SENTENCIA CONSTITUCIONAL PLURINACIONAL 1505/2013
Tribunal Constitucional Plurinacional de Bolivia

SENTENCIA CONSTITUCIONAL PLURINACIONAL 1505/2013

Fecha: 27-Ago-2013

III.4. Principios que rigen la actuación del Ministerio Público

La Segunda Parte del texto constitucional comprende a la Estructura y Organización Funcional del Estado, así asigna la función de control a la Contraloría General del Estado, como la institución técnica que ejerce la función de control de la administración de las entidades públicas y de aquellas en las que el Estado tenga participación o interés económico; la función de defensa de la sociedad a cargo de la Defensoría del Pueblo y el Ministerio Público, la primera como encargada de velar por la vigencia, promoción, difusión y cumplimiento de los derechos humanos, individuales y colectivos establecidos en la Constitución Política del Estado e instrumentos internacionales y el segundo como encargado de defender la legalidad y los intereses generales de la sociedad y el ejercicio de la acción penal pública; y, la función de defensa del Estado se encuentra a cargo de la procuraduría General del Estado como encargada de promover, defender y precautelar los intereses del Estado.

En el ejercicio de sus funciones el Ministerio Público, se rige esencialmente por los principios descritos en el art. 225.II de la CPE, entre los cuales se encuentran los de unidad y jerarquía; es decir, que bajo el principio de unidad, en el ejercicio de la acción penal pública para la defensa de la legalidad           -persecución de conductas delictivas- y los intereses generales de la sociedad, el Ministerio Público actuará de forma continuada en todo el territorio y de manera indistinta a través de los fiscales que lo representan. En ese sentido, el art. 5.6 de la LOMP, establece: “Es único e indivisible en todo el territorio del Estado Plurinacional, ejerce sus funciones a través de las y los Fiscales que lo representan íntegramente, con unidad de actuación”.
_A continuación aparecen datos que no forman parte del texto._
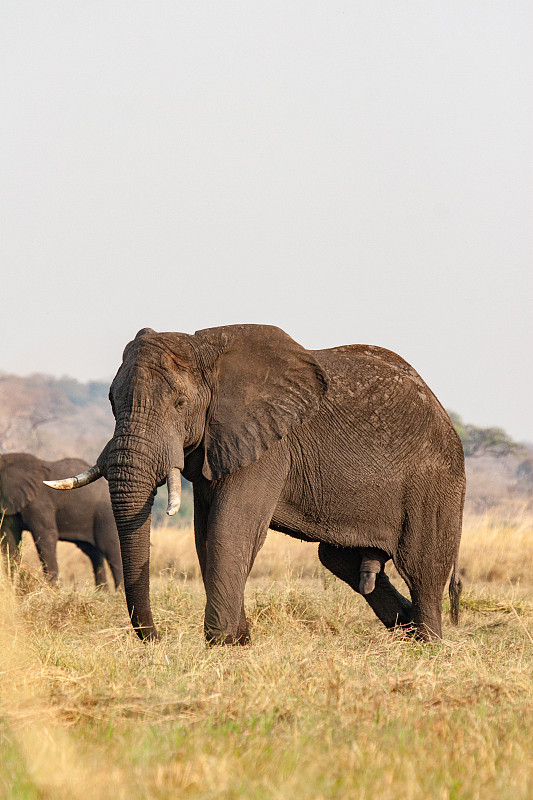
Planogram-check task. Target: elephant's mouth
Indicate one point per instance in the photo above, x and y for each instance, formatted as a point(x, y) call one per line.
point(173, 481)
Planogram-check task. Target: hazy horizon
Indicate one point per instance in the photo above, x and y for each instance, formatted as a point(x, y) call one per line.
point(350, 172)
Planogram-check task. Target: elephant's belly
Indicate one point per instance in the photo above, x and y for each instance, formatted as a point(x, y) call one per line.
point(353, 525)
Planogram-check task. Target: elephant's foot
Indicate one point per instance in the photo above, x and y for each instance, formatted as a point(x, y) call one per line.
point(393, 609)
point(227, 639)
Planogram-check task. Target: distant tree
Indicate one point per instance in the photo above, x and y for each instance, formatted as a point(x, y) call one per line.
point(483, 441)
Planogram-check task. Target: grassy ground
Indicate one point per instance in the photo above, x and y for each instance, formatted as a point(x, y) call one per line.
point(324, 704)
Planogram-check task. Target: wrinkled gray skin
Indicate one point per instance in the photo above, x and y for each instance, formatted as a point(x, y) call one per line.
point(346, 447)
point(84, 518)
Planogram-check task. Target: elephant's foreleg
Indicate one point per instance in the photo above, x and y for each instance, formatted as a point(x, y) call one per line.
point(10, 540)
point(392, 608)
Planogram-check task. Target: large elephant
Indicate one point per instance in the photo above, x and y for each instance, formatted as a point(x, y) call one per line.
point(347, 447)
point(86, 519)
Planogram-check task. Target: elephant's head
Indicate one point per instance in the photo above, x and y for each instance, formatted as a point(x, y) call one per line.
point(226, 394)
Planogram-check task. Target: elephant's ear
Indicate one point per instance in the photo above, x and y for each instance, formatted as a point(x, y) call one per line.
point(264, 384)
point(18, 482)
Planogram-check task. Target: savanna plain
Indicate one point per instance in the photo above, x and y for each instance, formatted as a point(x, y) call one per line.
point(325, 703)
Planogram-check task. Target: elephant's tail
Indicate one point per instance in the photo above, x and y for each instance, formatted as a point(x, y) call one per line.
point(454, 590)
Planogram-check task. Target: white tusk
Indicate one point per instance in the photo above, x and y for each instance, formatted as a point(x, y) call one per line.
point(82, 479)
point(174, 491)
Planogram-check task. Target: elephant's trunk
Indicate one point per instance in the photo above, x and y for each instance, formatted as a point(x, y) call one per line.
point(135, 466)
point(132, 510)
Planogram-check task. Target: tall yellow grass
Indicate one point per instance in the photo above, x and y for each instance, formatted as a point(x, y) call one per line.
point(324, 704)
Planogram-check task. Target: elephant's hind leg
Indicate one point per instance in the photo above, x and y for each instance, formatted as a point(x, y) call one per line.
point(392, 608)
point(426, 553)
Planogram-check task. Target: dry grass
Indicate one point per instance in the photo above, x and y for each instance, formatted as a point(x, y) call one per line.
point(324, 704)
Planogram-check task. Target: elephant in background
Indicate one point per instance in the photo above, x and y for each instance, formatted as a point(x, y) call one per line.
point(346, 447)
point(86, 519)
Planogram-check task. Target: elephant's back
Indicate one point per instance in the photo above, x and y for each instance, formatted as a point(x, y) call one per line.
point(386, 402)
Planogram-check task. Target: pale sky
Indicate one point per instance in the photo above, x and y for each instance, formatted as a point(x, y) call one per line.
point(350, 171)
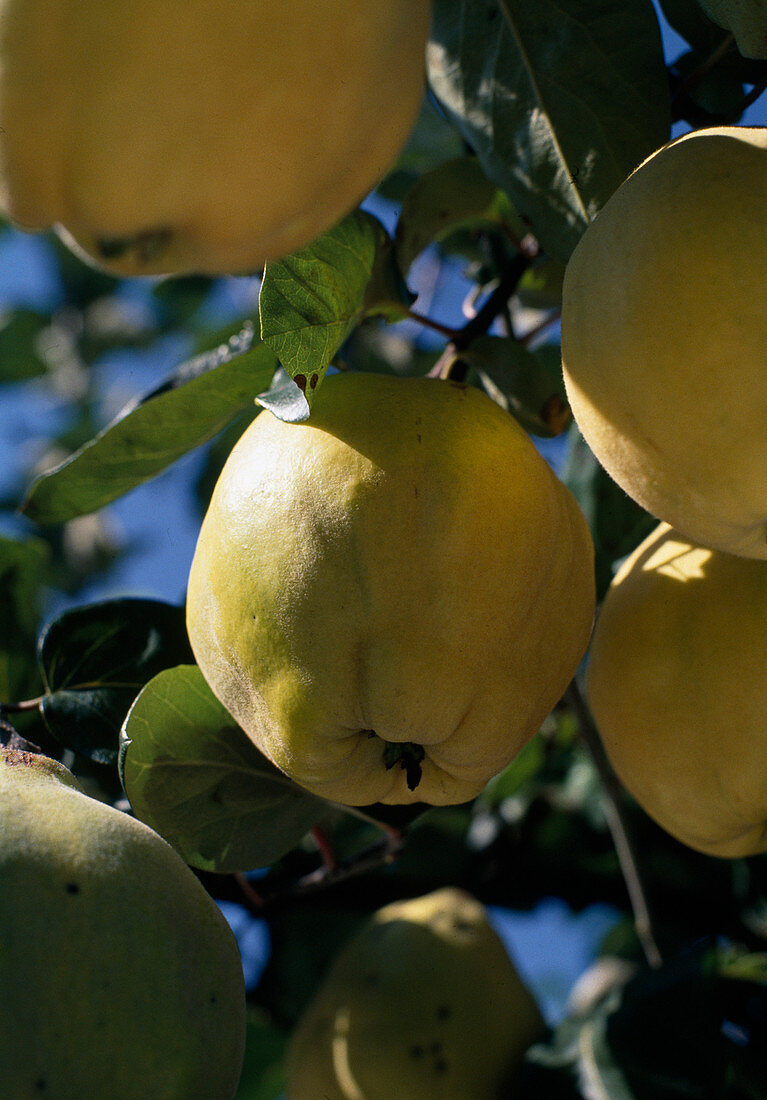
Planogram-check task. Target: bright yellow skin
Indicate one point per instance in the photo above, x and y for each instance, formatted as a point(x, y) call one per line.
point(204, 138)
point(677, 681)
point(402, 568)
point(424, 1003)
point(119, 976)
point(746, 19)
point(664, 337)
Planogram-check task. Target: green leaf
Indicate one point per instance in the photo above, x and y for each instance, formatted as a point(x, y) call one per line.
point(193, 774)
point(560, 101)
point(200, 398)
point(456, 195)
point(521, 382)
point(19, 355)
point(23, 571)
point(311, 300)
point(540, 287)
point(263, 1073)
point(95, 660)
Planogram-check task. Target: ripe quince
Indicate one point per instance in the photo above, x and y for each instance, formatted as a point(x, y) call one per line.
point(677, 681)
point(119, 976)
point(664, 337)
point(392, 595)
point(208, 138)
point(423, 1003)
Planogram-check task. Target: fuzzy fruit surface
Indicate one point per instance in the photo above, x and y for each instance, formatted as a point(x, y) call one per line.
point(423, 1003)
point(205, 139)
point(391, 596)
point(119, 976)
point(746, 19)
point(677, 681)
point(664, 337)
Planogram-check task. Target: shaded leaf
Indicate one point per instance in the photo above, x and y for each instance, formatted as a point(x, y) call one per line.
point(560, 101)
point(95, 659)
point(616, 521)
point(193, 774)
point(521, 382)
point(263, 1074)
point(199, 398)
point(23, 571)
point(452, 196)
point(311, 300)
point(19, 356)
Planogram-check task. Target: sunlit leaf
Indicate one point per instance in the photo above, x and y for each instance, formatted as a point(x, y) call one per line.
point(193, 774)
point(200, 398)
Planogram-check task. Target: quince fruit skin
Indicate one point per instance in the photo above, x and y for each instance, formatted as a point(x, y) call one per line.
point(206, 139)
point(664, 337)
point(119, 976)
point(400, 573)
point(677, 681)
point(746, 19)
point(423, 1003)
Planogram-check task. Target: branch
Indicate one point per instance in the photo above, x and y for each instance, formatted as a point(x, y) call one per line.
point(616, 823)
point(372, 857)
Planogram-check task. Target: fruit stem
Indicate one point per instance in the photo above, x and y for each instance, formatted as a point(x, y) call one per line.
point(372, 857)
point(616, 823)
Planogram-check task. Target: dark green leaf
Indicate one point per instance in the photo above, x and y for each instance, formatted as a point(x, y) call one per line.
point(193, 774)
point(560, 101)
point(311, 300)
point(617, 524)
point(452, 196)
point(540, 287)
point(200, 398)
point(19, 355)
point(263, 1074)
point(96, 659)
point(521, 382)
point(23, 570)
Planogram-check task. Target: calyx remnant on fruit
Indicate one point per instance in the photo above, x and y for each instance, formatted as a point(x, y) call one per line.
point(402, 564)
point(210, 143)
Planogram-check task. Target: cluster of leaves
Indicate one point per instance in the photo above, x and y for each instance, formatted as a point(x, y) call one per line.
point(537, 112)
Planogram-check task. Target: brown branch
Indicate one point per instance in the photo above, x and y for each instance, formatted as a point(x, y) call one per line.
point(372, 857)
point(617, 825)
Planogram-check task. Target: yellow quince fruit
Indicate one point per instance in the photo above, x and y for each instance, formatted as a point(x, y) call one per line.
point(119, 976)
point(677, 681)
point(664, 337)
point(423, 1003)
point(392, 595)
point(205, 138)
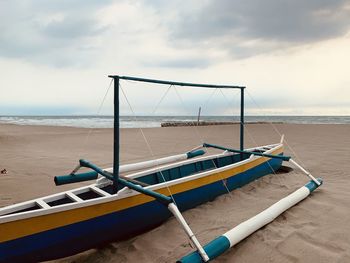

Respecto del principio de jerarquía, el art. 226.I de la Norma Suprema, establece: “La Fiscal o el Fiscal General del Estado es la autoridad jerárquica superior del Ministerio Público y ejerce la representación de la institución”, texto desarrollado en el art. 4.I de la LOMP, al prescribir que: “Las funciones del Ministerio Público se ejercerán por jerarquía, por la o el Fiscal General del Estado, Fiscales Departamentales, Fiscales Superiores, Fiscales de Materia y otros Fiscales designadas y designados en la forma que esta Ley determina”, más adelante, el mismo cuerpo legal, dispone en el art. 5.6 que el Ministerio Público en el ejercicio de sus funciones se regirá por el principio de jerarquía, al disponer: “…Para el cumplimiento de sus funciones se organiza jerárquicamente, cada superior jerárquico controla el desempeño de quienes lo asisten y es responsable por la gestión de las servidoras y los servidores a su cargo, sin perjuicio de la responsabilidad que corresponda a cada servidora o servidor por sus propios actos”. De esa normativa tanto constitucional como legal, se concluye que las decisiones asumidas por la autoridad jerárquica superior del Ministerio Público, en el marco claro está del ejercicio de su función y atribuciones expresamente previstas en la ley, deberán ser acatadas por los fiscales que lo preceden en jerarquía sin perjuicio de manifestar su oposición u objeción de manera fundada.